“El Reino de los Cielos se parece a un tesoro escondido”
San Mateo 13, 44-46
Autor: Pedro Sergio Antonio Donoso Brant ocds
Lectio Divina
“VENDER TODO LO QUE TENÍA” PARA “COMPRAR AQUEL CAMPO” EN EL QUE SE
ENCONTRABA SU “TESORO”.
En la parábola del hombre que encuentra el tesoro en el campo, parece que Jesús se describe
a sí mismo. El fue, verdaderamente, el hombre que descubrió algo que le llevó a «vender todo
lo que tenía» para adquirirlo.
De la lectura de los evangelios se desprende, en efecto, la figura de un Jesús profundamente
recogido y unificado en torno a un centro de atracción, que ha entregado todo lo que es, todas
sus energías y capacidades a algo que le ha fascinado. Jesús, para decirlo con una
comparación, no aparece como un «hombre-veleta», en constante cambio, sino como un
«hombre-roca», anclado tenazmente en un punto estable e inamovible que da sentido a su
vida.
Este centro de atracción, este punto firme e inamovible fue lo que él, con el lenguaje propio de
su tiempo, llamó «Reino de Dios». Dice, en efecto, el evangelio de Marcos al introducir el
comienzo de su actividad:
«Después que Juan fue arrestado, marchó Jesús a Galilea, proclamando la Buena Noticia de
Dios. Decía: “Se ha cumplido el plazo y está llegando el Reino de Dios. Convertíos y creed en
el Evangelio” (Mc 1,l4ss).
Jesús vivió con pasión esta «Buena Noticia» y anunció este «tesoro» que encontró en el
campo. A ella dedicó, con entusiasmo y generosidad incomparable, todo lo que era y todo lo
que tenía, hasta su propia vida, cuando llegó el momento de la entrega de sí mismo. Quería
que Dios, ese Dios al que invocaba tiernamente como «Abbá» (Mc 14,36), a pesar de todos los
usos contrarios de su pueblo, pudiera establecer su soberanía benévola sobre todos y cada
uno, pudiera ser verdaderamente rey en este mundo. Así habría desaparecido de él todo lo que
no permitía a sus hermanos y hermanas ser verdaderamente felices. Anhelaba, en definitiva,
que todos «tuvieran vida, y la tuvieran en abundancia» (Jn 10,10).

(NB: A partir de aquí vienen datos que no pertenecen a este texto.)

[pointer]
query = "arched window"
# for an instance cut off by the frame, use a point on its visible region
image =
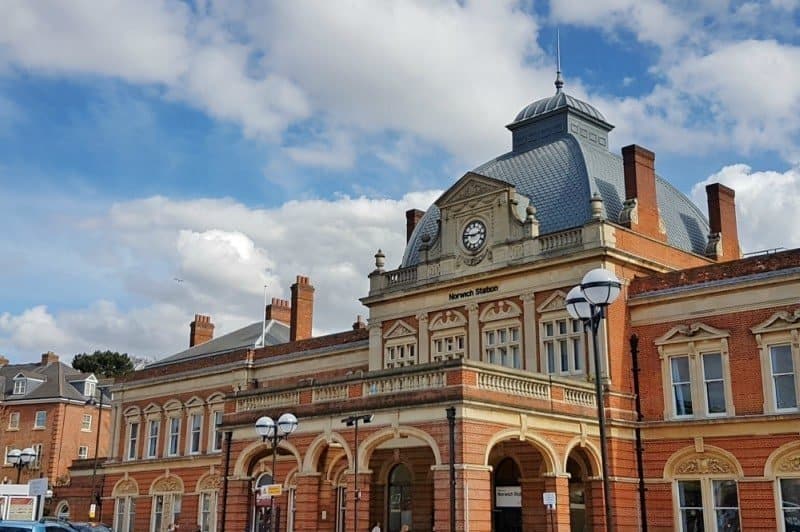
(400, 501)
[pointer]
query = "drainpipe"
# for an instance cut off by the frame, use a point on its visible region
(228, 436)
(634, 342)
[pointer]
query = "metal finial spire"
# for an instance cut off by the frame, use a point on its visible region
(559, 81)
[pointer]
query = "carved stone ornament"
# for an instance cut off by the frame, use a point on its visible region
(126, 486)
(701, 465)
(167, 485)
(211, 482)
(790, 464)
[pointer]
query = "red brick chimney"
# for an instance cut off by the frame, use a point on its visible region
(49, 358)
(279, 310)
(413, 216)
(201, 330)
(723, 242)
(640, 210)
(302, 312)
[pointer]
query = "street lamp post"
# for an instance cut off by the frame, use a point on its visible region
(21, 459)
(587, 302)
(352, 421)
(96, 496)
(275, 433)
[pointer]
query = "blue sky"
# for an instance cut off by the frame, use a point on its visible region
(146, 141)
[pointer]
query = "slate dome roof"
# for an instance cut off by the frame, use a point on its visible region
(558, 100)
(562, 169)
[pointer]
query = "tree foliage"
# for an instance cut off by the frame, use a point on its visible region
(103, 363)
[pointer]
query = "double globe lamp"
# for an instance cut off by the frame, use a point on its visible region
(274, 433)
(21, 459)
(587, 302)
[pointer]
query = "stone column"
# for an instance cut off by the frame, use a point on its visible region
(375, 344)
(307, 497)
(424, 347)
(529, 331)
(474, 332)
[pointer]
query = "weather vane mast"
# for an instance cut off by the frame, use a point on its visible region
(559, 81)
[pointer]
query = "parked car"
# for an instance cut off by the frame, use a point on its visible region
(90, 527)
(34, 526)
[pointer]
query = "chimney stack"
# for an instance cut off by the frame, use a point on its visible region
(279, 310)
(640, 209)
(201, 330)
(723, 240)
(413, 216)
(302, 311)
(49, 358)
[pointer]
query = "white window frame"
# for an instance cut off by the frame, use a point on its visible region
(781, 328)
(216, 432)
(695, 341)
(194, 433)
(445, 345)
(39, 424)
(173, 434)
(132, 440)
(490, 350)
(708, 501)
(86, 423)
(124, 514)
(152, 439)
(554, 340)
(207, 499)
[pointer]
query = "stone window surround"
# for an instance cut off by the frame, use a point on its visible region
(694, 341)
(781, 328)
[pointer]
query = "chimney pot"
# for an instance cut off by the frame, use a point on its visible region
(302, 309)
(201, 330)
(413, 216)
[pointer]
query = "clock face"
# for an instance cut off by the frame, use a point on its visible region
(474, 235)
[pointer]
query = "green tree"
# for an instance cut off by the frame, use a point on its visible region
(103, 363)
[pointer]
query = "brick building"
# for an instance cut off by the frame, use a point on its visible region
(54, 409)
(470, 338)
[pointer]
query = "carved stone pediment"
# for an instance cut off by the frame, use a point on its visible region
(469, 187)
(499, 310)
(400, 328)
(556, 302)
(447, 320)
(691, 333)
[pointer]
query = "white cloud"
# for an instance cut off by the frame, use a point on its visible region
(224, 252)
(767, 204)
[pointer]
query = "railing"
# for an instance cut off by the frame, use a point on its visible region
(566, 239)
(401, 276)
(290, 398)
(513, 385)
(329, 393)
(404, 383)
(580, 397)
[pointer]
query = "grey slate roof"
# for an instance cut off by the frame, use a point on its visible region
(55, 382)
(246, 337)
(560, 175)
(557, 101)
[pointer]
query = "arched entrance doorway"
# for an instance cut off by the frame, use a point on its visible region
(579, 489)
(262, 512)
(400, 498)
(507, 511)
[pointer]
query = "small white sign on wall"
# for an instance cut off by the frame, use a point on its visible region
(549, 499)
(508, 496)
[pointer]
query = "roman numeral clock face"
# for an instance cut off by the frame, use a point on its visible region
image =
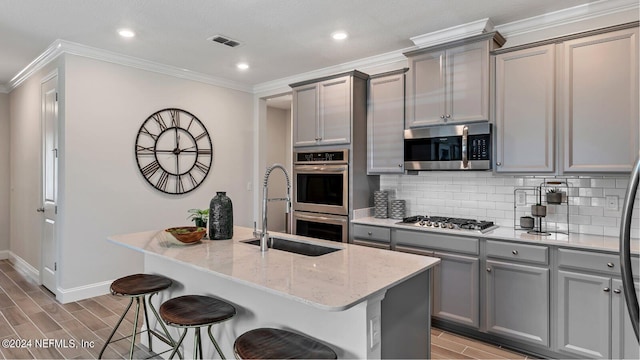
(174, 151)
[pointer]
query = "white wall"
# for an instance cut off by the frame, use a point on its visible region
(278, 139)
(25, 168)
(4, 173)
(104, 191)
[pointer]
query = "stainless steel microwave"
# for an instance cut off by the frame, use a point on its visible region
(448, 147)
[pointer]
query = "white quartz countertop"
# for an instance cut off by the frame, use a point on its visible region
(335, 281)
(583, 241)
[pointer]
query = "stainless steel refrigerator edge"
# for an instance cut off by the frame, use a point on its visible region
(625, 248)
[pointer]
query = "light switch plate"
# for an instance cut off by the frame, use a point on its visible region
(521, 198)
(612, 202)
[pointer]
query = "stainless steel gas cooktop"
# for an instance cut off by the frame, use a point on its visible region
(449, 223)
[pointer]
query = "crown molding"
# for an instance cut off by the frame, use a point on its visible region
(453, 33)
(280, 85)
(60, 47)
(562, 17)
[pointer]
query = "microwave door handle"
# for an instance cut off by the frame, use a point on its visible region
(321, 218)
(465, 136)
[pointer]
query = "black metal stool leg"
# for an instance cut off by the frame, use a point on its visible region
(171, 343)
(146, 319)
(135, 327)
(115, 329)
(215, 343)
(175, 349)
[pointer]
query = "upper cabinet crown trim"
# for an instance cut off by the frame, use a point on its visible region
(498, 41)
(354, 73)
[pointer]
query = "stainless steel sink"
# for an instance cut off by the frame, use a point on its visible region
(295, 247)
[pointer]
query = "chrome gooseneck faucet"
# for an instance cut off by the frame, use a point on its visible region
(264, 235)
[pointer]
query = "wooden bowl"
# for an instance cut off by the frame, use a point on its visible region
(187, 234)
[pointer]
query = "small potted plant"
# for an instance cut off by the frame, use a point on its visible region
(554, 196)
(538, 210)
(199, 216)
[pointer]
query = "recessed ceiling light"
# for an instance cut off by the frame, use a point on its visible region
(126, 33)
(339, 35)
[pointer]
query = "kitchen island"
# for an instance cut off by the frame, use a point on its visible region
(363, 302)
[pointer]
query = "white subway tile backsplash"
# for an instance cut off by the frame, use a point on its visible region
(487, 196)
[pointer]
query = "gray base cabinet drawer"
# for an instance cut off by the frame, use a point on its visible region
(520, 252)
(593, 261)
(437, 242)
(374, 233)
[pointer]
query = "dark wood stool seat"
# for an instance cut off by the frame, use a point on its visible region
(137, 287)
(196, 311)
(140, 284)
(268, 343)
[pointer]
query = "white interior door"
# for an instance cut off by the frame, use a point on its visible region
(49, 182)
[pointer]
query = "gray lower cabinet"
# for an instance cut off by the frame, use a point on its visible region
(584, 314)
(456, 280)
(592, 318)
(456, 287)
(517, 301)
(624, 344)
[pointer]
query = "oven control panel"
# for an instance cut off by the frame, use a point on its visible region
(336, 156)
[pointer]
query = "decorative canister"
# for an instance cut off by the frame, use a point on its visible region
(220, 217)
(397, 209)
(380, 204)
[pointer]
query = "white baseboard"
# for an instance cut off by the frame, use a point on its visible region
(82, 292)
(24, 267)
(62, 295)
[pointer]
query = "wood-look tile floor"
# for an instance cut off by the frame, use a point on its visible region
(30, 312)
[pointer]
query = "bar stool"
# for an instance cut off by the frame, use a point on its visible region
(269, 343)
(137, 287)
(196, 311)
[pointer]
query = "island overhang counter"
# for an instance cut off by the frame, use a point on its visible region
(361, 301)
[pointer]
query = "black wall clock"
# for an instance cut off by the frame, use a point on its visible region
(173, 151)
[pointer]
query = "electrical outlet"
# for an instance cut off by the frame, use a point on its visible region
(374, 332)
(521, 198)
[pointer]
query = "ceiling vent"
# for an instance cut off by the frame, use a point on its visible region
(224, 40)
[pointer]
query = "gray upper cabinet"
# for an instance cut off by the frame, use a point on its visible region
(525, 110)
(450, 84)
(385, 123)
(323, 111)
(599, 102)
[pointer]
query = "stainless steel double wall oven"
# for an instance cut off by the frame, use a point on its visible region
(321, 194)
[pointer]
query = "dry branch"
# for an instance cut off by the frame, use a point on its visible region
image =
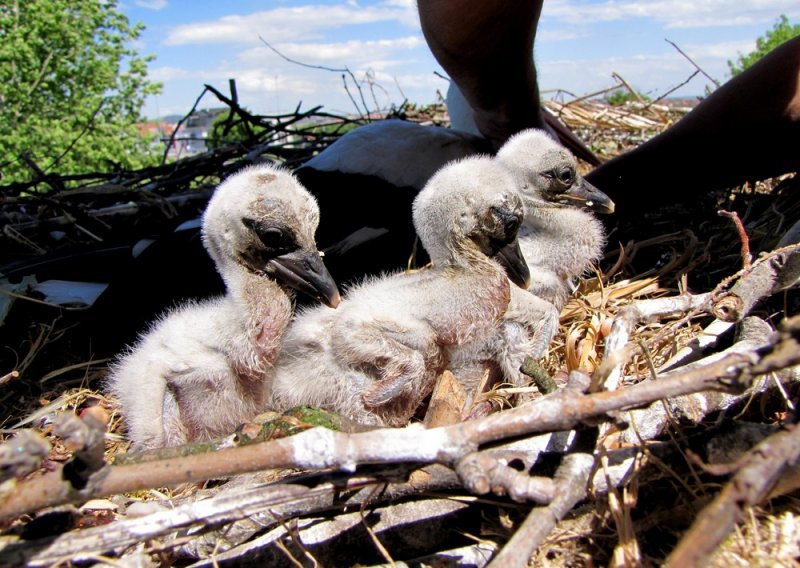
(320, 448)
(749, 487)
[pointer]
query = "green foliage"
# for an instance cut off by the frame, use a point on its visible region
(619, 97)
(781, 32)
(71, 88)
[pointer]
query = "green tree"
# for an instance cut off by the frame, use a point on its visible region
(71, 88)
(782, 31)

El suyo no era un anhelo puramente sentimental e ineficaz, sino que se traducía en una
actividad incontenible encaminada a la realización de aquello que anhelaba.

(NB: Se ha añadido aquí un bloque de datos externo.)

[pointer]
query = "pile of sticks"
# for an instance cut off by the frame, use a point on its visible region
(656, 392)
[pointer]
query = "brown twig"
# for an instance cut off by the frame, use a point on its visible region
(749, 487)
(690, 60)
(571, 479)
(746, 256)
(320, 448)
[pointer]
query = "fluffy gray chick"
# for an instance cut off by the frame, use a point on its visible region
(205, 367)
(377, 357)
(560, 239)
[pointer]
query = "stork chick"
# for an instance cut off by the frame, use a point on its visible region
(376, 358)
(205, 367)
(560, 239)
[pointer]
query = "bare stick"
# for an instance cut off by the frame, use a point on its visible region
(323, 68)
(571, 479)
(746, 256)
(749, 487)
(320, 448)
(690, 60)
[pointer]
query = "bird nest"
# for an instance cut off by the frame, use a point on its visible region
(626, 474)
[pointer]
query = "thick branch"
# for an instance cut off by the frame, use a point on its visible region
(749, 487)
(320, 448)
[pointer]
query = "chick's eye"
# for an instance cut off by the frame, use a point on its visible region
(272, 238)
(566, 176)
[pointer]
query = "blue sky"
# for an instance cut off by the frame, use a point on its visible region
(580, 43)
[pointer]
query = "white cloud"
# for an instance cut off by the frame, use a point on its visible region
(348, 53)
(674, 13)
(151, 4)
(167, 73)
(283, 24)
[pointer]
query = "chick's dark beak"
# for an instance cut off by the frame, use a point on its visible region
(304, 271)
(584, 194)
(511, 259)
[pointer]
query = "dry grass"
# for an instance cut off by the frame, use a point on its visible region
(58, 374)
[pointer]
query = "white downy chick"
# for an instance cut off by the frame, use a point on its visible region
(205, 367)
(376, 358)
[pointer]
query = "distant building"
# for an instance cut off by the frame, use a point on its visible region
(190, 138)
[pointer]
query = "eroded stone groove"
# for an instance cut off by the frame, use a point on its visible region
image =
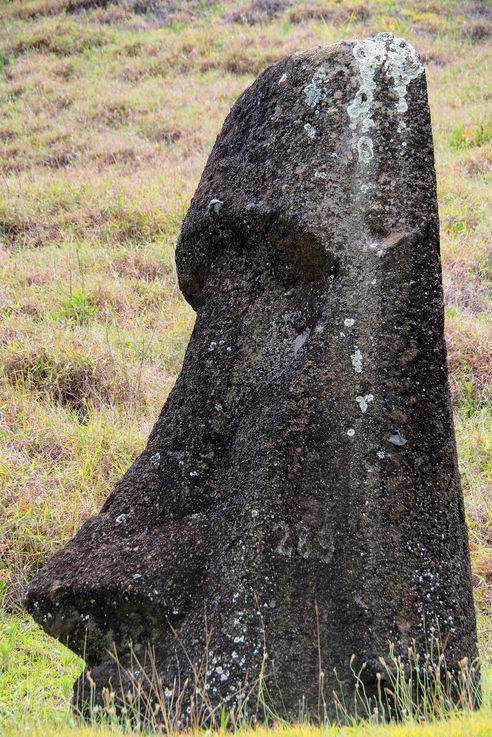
(306, 455)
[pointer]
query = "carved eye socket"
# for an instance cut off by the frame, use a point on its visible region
(297, 256)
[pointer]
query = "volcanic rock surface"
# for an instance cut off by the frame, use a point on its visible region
(298, 501)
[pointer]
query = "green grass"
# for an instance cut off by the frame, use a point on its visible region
(106, 120)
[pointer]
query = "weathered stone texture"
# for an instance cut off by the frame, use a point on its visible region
(306, 454)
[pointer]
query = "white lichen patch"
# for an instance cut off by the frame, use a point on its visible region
(356, 359)
(363, 402)
(397, 60)
(310, 130)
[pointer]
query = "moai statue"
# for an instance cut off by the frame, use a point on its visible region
(298, 502)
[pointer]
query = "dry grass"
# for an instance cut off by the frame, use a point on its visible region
(107, 115)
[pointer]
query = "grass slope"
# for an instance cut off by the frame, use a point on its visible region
(107, 115)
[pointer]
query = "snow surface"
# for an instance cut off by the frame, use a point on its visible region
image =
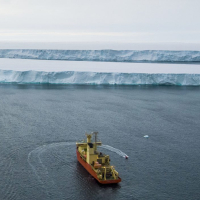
(103, 55)
(175, 46)
(66, 72)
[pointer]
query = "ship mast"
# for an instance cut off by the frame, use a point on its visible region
(95, 140)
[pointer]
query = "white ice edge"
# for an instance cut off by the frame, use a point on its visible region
(71, 72)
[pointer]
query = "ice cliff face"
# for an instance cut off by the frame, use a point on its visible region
(9, 76)
(104, 55)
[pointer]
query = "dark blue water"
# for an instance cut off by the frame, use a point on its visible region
(40, 124)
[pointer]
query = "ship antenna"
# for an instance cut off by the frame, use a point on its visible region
(95, 139)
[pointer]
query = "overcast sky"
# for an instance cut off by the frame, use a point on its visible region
(102, 20)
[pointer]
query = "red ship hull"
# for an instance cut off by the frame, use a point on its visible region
(91, 171)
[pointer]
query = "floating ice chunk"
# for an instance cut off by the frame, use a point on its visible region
(97, 78)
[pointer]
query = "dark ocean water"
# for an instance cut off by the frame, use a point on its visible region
(39, 125)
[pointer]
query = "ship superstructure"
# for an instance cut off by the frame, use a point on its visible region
(95, 162)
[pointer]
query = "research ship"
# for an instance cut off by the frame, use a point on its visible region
(95, 162)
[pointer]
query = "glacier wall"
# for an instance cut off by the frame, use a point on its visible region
(72, 77)
(104, 55)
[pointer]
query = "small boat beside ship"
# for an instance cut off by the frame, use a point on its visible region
(95, 162)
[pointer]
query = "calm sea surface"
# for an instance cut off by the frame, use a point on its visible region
(40, 124)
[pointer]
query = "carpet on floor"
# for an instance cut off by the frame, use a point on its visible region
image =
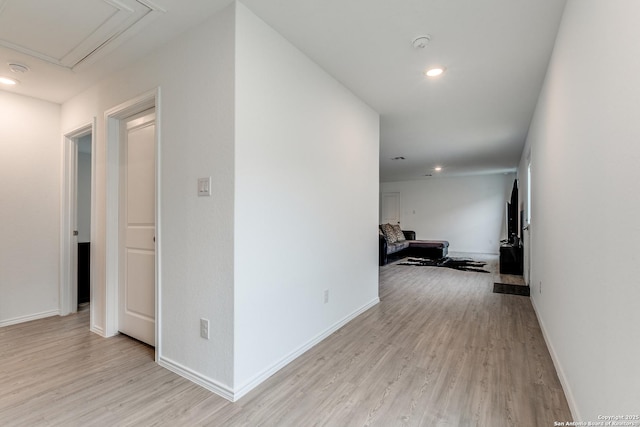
(463, 264)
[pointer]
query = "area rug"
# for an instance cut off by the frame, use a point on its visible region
(504, 288)
(464, 264)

Podemos imaginar que, como se dice de Moisés en la primera lectura, también el rostro de
Jesús estuviera radiante, precisamente porque en él se transparentaba aquella alegría
irrefrenable que le había llevado a “vender todo lo que tenía” para «comprar aquel campo» en
el que se encontraba su «tesoro».
ORACION
¡Cómo quisiéramos ser como tú, Jesús! ¡Cómo quisiéramos que toda nuestra vida estuviera
recogida y concentrada en torno a ese centro que unificaba toda tu vida! Por desgracia,
nosotros nos dejamos seducir por muchas otras cosas que nos atraen. Estamos
constantemente sacudidos de aquí para allá como por las olas del mar. Nuestro corazón está
con frecuencia en otra parte, no allí donde se encuentra el tesoro que tú habías encontrado. No
buscamos siempre el Reino de Dios, no amamos de una manera suficiente la «vida
abundante» para todos.
Ayúdanos tú, Señor. Si, como hiciste un día con tus discípulos, nos miras a los ojos y nos
dices: «Sígueme», nos quedaremos fascinados por tu voz y por tu propuesta y te seguiremos.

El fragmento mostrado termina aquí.